Quem é Maria da Penha

          A mulher cuja trajetória de vida e luta contra a violência doméstica inspirou a criação da lei que leva o seu nome é Maria da Penha Maia Fernandes (foto), nascida em Fortaleza, no Ceará e atualmente com 74 anos.
          Maria da Penha é farmacêutica bioquímica e se formou na Faculdade de Farmácia e Bioquímica da Universidade Federal do Ceará em 1966, concluindo o seu mestrado em Parasitologia em Análises Clínicas na Faculdade de Ciências Farmacêuticas da Universidade de São Paulo em 1977.
          Foi quando estudava na USP que ela conheceu seu futuro marido e algoz por quase 20 anos, o colombiano Marco Antonio Heredia Viveros, na época pós-graduando em economia. Eles se casaram em 1976 e Viveros demonstrava ser bom e gentil, uma situação que mudou radicalmente quando nasceram duas das três filhas do casal, quando a família já morava em Fortaleza.
          Assim como em outras histórias semelhantes, o marido foi ficando violento e agressivo, inclusive com as filhas. O clímax da tortura matrimonial de Maria da Penha ocorreu em 1983, quando ela levou um tiro pelas costas, enquanto dormia, disparado por Marco Antonio Viveros. O disparo a deixou paraplégica. Na época, o marido disse que tinha sido uma tentativa de assalto que não tinha dado certo, mas a versão foi desmentida pela perícia.
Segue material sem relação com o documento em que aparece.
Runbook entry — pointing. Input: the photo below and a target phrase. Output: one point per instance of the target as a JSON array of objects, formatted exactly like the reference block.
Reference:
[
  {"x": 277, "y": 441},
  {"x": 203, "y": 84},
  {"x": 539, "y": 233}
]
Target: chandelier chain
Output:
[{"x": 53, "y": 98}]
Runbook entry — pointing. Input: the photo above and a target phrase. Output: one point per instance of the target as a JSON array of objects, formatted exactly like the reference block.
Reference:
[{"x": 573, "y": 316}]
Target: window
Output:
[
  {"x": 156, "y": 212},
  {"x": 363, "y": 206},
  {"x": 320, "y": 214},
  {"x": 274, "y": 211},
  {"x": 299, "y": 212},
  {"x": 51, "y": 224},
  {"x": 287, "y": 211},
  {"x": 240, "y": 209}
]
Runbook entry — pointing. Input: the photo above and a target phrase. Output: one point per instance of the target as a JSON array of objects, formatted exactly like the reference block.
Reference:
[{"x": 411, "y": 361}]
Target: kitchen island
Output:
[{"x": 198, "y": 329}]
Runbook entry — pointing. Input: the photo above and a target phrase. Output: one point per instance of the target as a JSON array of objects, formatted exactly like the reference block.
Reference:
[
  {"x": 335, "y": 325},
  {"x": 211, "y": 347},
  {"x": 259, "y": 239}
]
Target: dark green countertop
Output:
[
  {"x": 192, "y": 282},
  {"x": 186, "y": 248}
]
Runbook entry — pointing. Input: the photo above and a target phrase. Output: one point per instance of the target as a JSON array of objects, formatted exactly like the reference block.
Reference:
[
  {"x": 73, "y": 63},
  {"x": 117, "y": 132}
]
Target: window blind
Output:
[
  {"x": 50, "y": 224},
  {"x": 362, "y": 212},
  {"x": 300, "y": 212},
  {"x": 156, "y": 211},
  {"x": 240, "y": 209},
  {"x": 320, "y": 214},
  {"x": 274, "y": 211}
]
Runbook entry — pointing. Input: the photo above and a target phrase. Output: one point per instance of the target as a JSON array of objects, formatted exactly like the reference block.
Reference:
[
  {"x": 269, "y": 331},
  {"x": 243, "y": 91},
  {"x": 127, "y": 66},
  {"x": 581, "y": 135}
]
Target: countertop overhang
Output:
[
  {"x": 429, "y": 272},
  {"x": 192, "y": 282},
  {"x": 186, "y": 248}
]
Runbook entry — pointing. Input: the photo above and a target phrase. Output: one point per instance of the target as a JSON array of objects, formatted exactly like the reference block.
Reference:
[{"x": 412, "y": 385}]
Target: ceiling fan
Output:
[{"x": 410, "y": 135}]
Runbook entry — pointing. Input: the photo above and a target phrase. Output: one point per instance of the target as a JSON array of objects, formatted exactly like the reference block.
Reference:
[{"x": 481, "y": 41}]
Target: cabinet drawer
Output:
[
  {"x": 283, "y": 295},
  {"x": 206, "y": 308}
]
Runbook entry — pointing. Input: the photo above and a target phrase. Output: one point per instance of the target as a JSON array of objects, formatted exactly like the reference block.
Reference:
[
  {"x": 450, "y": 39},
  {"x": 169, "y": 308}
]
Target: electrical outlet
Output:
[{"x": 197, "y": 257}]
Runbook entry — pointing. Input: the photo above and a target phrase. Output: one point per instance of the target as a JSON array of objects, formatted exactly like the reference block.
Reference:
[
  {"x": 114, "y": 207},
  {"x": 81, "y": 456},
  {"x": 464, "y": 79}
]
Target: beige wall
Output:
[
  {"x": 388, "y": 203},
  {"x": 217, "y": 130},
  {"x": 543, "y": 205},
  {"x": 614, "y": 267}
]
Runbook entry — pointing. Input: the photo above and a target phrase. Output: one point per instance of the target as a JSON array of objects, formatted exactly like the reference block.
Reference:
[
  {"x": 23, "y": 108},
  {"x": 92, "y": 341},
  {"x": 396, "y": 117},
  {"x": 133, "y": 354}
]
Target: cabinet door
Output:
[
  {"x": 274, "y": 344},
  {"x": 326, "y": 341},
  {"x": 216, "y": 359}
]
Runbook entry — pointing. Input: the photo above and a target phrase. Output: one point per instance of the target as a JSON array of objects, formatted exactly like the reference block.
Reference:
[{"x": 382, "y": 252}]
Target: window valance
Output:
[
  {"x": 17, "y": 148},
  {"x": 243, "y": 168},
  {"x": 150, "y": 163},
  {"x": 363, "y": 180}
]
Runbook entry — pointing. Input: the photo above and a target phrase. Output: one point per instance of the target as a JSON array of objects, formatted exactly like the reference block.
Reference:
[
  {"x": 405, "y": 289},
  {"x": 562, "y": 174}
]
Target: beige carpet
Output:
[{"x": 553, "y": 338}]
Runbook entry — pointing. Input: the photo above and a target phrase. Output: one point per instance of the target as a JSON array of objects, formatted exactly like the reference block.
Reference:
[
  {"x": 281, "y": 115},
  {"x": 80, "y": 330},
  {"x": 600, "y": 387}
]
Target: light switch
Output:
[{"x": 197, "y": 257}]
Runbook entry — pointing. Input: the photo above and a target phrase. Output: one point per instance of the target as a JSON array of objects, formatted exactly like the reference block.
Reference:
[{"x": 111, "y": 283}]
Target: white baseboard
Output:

          Quando Penha voltou para a casa, quatro meses depois, ele a manteve em cárcere privado por 15 dias e tentou eletrocutá-la durante o banho. Maria da Penha sobreviveu a tudo isso, saiu de casa com a ajuda de amigos e iniciou uma batalha judicial em busca de justiça, mas por duas vezes seu marido escapou de cumprir sentença em regime fechado, graças a supostas falhas processuais.
          O caso foi parar na Comissão Interamericana de Direitos Humanos, da Organização dos Estados Americanos (CIDH/OEA). Em 2001, o Estado brasileiro foi considerado omisso, negligente e tolerante em relação à violência doméstica contra as mulheres. A comissão estabeleceu recomendações que o governo brasileiro deveria seguir.
          Em 2002, um consórcio de instituições feministas elaborou uma lei de combate à violência doméstica e familiar. O projeto foi aprovado por unanimidade no congresso (Câmara dos Deputados e Senado) e sancionada pelo então presidente Lula em agosto de 2006.